The Cultural transformation may be the desired outcome, but it cannot be mandated--it must evolve: Engaging in the existing practices, Introducing the changes and reinforcing the changes. It requires shared vision plus innovative, committed and passionate leadership and a commitment to alignment and integration of people, processes, practices, and technology across the enterprise, including customer and vendor engagement. Each person wants and needs to know, understand and be willing to be a part of the transformation. C-levels have the vision and want to maximize creativity and innovation at all levels in the organization to grow their organization, realizing not all might wish to do so. As the change is being reinforced, other types of activities help the change take hold. The biggest reason most organizations are not more creative is that the vast majority of senior managers simply don't know how to get there. There is no one size fits all recipe. Hiring winners is an essential part of growth and being successful, but the real challenge is transforming the existing workgroups, departments, and facilities into creative and high performers.

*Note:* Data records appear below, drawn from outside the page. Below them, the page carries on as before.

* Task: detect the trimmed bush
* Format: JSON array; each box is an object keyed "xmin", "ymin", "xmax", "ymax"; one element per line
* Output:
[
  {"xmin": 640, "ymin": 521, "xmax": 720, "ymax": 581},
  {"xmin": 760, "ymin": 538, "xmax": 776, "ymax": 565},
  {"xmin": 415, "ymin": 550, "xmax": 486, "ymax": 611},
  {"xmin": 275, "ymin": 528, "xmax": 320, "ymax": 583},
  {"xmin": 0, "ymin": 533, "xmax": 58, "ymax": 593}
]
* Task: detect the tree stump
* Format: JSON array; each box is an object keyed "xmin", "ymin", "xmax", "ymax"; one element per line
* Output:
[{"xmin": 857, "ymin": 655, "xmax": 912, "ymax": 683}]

Amplify small changes to make an impact on organizational culture. Senior managers would take a systemic look at how these 'good' managers affect change in the small groups. Those techniques could be applied corporate-wide for culture change; to increase involvement, creative problem solving, and innovative ideation. But the problem is senior managers often view small-group changes as an isolated effort, not a model for culture change within the organization, and lack of best practices to amplify its effect. When it comes right down to it, managers have a powerful impact on corporate culture. And most managers don't manage to maximize creativity and innovation, mostly due to constraints from above. One of the difficulties here is the use of the words "creative" and "innovative." They are drastically different. Creativity is the innate process to create new ideas. A new manager with corporate Change Management can influence people to become more creative, but innovation is more about how to transform creative ideas and achieve their business value, often in a systematic way. And innovative thinking is also different, it’s about looking at the world in a unique way. While you can train somebody to become more innovative or, at least, understand the innovative thinking. It takes time and generations of changes within a company to embrace fresh thinking and the new way to do things. Otherwise, there will always be roadblocks to these "new" ideas.

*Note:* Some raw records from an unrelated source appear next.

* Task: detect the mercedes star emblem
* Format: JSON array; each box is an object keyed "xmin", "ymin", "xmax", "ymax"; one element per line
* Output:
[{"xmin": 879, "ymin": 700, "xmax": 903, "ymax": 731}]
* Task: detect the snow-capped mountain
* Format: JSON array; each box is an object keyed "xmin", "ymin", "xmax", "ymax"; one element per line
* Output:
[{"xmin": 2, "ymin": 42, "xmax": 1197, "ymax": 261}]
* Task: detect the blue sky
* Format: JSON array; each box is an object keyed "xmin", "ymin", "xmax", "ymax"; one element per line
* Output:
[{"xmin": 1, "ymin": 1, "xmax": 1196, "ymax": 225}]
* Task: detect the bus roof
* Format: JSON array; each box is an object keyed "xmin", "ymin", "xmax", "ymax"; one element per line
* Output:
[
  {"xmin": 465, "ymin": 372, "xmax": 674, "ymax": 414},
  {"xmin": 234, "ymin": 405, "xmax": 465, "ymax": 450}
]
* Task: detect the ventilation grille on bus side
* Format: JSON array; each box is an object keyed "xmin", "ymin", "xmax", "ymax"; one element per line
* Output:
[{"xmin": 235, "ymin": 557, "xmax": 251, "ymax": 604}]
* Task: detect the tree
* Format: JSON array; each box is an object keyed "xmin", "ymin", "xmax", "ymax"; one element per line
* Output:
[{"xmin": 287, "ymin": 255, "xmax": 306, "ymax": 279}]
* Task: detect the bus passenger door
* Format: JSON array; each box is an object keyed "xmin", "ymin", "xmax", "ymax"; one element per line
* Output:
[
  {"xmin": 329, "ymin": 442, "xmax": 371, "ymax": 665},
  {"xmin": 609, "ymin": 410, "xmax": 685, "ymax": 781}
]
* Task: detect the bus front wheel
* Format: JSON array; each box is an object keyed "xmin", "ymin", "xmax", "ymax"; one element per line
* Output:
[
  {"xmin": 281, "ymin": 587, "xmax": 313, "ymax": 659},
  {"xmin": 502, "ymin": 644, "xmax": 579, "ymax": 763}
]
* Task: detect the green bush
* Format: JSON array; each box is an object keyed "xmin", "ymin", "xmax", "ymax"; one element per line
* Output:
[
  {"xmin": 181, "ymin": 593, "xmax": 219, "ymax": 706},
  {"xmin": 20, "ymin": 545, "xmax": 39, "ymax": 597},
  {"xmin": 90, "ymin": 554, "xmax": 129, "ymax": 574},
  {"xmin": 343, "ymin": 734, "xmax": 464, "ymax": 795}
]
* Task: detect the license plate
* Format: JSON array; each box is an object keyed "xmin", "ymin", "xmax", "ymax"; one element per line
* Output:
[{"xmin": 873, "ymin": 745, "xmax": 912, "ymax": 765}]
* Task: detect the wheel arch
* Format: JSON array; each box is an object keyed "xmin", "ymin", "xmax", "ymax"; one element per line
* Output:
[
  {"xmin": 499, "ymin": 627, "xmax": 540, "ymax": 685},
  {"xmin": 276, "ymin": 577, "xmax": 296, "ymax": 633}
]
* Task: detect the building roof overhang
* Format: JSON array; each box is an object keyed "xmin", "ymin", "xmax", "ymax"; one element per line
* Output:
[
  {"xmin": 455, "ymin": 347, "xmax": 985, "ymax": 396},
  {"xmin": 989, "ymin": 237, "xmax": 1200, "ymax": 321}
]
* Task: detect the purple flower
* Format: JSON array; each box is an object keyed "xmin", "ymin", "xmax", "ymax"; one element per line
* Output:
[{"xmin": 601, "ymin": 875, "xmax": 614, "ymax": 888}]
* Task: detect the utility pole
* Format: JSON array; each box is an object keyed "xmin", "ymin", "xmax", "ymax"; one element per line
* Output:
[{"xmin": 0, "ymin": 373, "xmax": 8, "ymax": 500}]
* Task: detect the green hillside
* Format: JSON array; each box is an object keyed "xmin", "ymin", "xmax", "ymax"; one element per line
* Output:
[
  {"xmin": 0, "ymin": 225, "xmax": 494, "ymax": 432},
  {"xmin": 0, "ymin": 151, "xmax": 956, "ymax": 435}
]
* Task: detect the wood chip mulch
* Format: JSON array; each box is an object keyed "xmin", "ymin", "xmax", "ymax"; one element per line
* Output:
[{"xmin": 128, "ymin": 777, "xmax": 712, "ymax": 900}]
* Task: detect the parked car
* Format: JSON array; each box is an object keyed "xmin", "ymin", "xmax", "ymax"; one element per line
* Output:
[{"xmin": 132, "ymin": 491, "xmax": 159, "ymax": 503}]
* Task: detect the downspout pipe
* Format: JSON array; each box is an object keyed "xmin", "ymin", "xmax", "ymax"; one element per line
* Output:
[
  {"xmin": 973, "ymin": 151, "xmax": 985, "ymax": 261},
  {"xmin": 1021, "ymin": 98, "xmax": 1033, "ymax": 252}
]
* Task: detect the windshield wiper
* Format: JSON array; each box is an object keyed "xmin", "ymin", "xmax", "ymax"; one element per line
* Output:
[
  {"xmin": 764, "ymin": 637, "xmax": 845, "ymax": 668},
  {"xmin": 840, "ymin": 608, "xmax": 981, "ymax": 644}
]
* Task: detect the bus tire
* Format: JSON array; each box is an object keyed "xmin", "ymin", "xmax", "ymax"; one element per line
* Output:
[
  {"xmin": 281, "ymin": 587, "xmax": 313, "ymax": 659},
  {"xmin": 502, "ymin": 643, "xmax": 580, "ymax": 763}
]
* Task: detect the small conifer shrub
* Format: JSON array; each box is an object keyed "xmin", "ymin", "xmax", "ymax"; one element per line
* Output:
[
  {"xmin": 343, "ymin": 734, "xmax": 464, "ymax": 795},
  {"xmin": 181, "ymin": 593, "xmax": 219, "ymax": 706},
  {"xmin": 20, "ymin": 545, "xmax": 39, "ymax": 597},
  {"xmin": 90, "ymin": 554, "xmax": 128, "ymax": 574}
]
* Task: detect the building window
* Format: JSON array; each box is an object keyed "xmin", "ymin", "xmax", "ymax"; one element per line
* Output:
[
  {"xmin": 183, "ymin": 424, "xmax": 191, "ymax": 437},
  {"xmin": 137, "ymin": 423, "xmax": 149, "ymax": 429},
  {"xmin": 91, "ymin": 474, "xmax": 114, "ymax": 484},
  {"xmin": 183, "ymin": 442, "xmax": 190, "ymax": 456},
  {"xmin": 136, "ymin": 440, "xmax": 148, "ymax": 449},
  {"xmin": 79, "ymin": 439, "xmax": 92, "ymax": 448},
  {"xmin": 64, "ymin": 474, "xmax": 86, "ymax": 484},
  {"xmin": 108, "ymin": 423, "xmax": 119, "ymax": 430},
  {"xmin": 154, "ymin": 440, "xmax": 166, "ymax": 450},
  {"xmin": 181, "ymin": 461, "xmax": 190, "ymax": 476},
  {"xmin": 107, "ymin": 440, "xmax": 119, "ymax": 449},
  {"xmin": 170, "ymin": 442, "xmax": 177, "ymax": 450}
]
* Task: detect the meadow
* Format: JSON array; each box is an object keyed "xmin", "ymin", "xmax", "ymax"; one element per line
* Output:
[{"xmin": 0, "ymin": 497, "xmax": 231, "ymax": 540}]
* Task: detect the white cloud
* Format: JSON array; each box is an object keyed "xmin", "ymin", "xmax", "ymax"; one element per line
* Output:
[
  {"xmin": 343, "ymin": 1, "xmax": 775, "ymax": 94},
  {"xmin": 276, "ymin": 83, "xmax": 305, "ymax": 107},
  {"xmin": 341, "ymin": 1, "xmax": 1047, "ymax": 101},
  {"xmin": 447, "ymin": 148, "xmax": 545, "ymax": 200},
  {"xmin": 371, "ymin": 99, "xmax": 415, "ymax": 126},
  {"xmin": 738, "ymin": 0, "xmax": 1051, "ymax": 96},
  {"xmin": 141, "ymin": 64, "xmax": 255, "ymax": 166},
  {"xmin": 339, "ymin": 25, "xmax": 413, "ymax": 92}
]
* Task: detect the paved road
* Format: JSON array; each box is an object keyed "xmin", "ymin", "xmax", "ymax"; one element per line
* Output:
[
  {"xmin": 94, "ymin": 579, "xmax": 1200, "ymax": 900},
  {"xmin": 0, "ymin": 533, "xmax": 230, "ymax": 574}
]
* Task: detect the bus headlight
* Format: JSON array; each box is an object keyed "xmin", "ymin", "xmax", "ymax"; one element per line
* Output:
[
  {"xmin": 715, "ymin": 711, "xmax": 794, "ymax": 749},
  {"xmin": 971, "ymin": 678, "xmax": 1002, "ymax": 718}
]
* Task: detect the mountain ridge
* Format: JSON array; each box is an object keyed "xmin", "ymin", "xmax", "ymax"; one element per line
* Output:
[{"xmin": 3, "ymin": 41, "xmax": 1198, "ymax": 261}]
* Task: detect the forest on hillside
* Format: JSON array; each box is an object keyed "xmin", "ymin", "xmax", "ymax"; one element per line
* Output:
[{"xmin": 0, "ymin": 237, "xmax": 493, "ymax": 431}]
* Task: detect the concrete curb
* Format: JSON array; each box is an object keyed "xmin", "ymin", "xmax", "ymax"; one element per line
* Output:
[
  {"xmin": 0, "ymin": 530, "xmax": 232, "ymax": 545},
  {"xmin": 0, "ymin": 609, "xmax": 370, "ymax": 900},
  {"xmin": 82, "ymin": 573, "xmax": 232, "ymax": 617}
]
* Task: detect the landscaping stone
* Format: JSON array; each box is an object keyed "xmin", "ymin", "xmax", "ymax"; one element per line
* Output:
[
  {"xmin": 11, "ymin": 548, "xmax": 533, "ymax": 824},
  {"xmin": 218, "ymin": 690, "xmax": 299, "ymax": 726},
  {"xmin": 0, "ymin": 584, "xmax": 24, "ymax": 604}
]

The change in culture starts at the top. If top leadership is not willing to change - it doesn't matter who they hire. This is very hard for existing leaders - they have been part of building the old culture. Culture change is not easy - it takes long term effort. Many companies do not have the courage. By adding a systems mindset - you can begin to change the culture. a systems mindset is integral to begin to change the culture. Peter Senge's The Fifth Discipline: The Art and Practice of the Learning Organization still resonates and underlies effecting change. A learning organization is a group of people, human beings, how do you process the learning in change. If you are able to do that - how you duplicate this learning in the change process? You can never duplicate a change process without visionary leadership. In spite of that, the process will require a lot of good creative leadership and an innovation manager that has the courage to break a lot of rules and creativity to think out-of-box.

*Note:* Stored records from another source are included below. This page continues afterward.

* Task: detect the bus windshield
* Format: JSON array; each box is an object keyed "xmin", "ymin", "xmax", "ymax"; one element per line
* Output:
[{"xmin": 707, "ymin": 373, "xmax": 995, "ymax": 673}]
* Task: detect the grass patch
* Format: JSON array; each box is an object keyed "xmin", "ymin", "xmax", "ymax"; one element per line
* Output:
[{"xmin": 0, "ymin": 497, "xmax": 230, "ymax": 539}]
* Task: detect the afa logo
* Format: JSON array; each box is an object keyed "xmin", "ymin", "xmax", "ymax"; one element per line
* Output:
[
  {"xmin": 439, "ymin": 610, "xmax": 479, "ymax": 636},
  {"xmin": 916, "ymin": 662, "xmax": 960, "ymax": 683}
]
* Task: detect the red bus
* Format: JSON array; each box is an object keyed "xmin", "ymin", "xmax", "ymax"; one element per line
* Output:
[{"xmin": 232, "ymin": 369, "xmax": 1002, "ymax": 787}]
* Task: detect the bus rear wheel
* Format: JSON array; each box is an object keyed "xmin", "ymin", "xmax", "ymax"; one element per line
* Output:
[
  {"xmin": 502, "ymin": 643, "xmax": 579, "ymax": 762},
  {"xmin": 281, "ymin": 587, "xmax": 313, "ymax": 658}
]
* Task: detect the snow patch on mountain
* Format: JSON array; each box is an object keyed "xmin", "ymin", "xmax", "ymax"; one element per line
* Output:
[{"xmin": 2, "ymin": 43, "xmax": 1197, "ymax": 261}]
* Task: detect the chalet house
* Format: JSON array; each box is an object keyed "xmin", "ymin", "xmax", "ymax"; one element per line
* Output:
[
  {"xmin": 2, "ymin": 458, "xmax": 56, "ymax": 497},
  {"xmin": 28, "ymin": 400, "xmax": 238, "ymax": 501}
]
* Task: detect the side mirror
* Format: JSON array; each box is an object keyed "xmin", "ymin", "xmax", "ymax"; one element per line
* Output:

Practically you can not impose a culture of innovation, but definitely, you can influence and put the right innovation elements into your strategy and execution. Applying the framework to the specific organizational culture requires leadership, trust, time and process. There is no one-size-fits-all set of policies, programs, and structures as well, organizations have to keep exploring, experimenting and adjusting for fostering the culture of innovation.